Mustard Herb Skillet Bread
Ingredients
Bread
- 3/4 cup water 100-110℉
- 1 1/2 tsp active dry yeast
- 1 tsp sugar
- 2 tbsp olive oil
- 1 3/4 cups all purpose flour
- 1 tsp salt
Mustard Topping
- 1/4 cup dijon mustard
- 2 tbsp olive oil
- 1 tsp dried Italian herb mix
- 1 clove garlic minced
- generous pinch salt
- generous pinch black pepper
- 1/4 cup Parmesan cheese freshly grated
Servings: wedges
Instructions
Mustard Topping
- In a small bowl whisk together all ingredients except for cheese and set aside until ready to use.
Bread
- In the bowl of a stand mixer fitted with a dough hook stir together water, yeast and sugar. Allow to ferment for 5-7 minutes. Stir in 1 cup of flour, olive oil and salt. Begin kneading, adding additional flour by the 1/4 cup until dough starts to pull away from the sides. Continue to knead until dough is soft and silky, about 5-7 minutes.
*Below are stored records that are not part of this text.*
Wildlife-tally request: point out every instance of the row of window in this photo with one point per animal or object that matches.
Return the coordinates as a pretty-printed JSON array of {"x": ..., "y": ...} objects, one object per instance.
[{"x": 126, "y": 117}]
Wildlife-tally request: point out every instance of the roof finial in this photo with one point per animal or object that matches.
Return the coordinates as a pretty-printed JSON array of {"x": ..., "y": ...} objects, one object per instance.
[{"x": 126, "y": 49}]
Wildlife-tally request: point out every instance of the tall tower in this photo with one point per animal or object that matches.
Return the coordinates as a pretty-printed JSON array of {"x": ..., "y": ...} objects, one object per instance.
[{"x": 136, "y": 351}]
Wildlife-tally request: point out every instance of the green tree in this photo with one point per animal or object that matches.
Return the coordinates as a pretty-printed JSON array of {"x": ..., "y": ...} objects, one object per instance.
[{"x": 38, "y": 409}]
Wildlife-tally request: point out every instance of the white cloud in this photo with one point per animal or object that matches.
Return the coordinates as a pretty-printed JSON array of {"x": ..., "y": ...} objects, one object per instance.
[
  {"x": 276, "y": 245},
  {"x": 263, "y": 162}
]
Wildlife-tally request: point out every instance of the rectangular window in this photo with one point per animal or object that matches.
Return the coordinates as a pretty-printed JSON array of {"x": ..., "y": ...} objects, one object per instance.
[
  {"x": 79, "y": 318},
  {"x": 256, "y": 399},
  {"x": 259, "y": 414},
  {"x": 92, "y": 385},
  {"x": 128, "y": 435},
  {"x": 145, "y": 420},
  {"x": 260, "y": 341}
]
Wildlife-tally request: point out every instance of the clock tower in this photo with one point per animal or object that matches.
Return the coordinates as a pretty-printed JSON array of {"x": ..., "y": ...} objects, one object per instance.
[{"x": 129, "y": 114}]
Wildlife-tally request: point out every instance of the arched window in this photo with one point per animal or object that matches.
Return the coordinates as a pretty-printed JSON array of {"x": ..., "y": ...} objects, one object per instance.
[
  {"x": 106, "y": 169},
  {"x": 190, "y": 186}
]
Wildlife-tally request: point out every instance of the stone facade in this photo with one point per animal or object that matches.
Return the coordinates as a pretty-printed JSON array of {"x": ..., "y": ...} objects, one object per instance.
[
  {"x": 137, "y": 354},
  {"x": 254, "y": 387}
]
- Turn out dough into a large greased bowl, cover and allow to rise in a warm, draft free area until double in size, about 1 hour.
- Preheat oven to 425℉. Oil a 10" cast iron skillet and push dough evenly into pan with oiled fingers, creating dimples as you go. Allow dough to rest a few minutes to relax dough if having trouble pushing it out to the edge. Cover and allow to rise for 20 minutes.
- Brush dough with mustard topping and sprinkle with parmesan cheese. Bake in preheated oven for 20-22 minutes until golden. Remove from oven and allow to cool a few minutes in pan before lifting out onto cooling rack. May be eaten slightly warm or at room temperature.
Recipe Notes
Recipe yields approximately 490 grams of dough.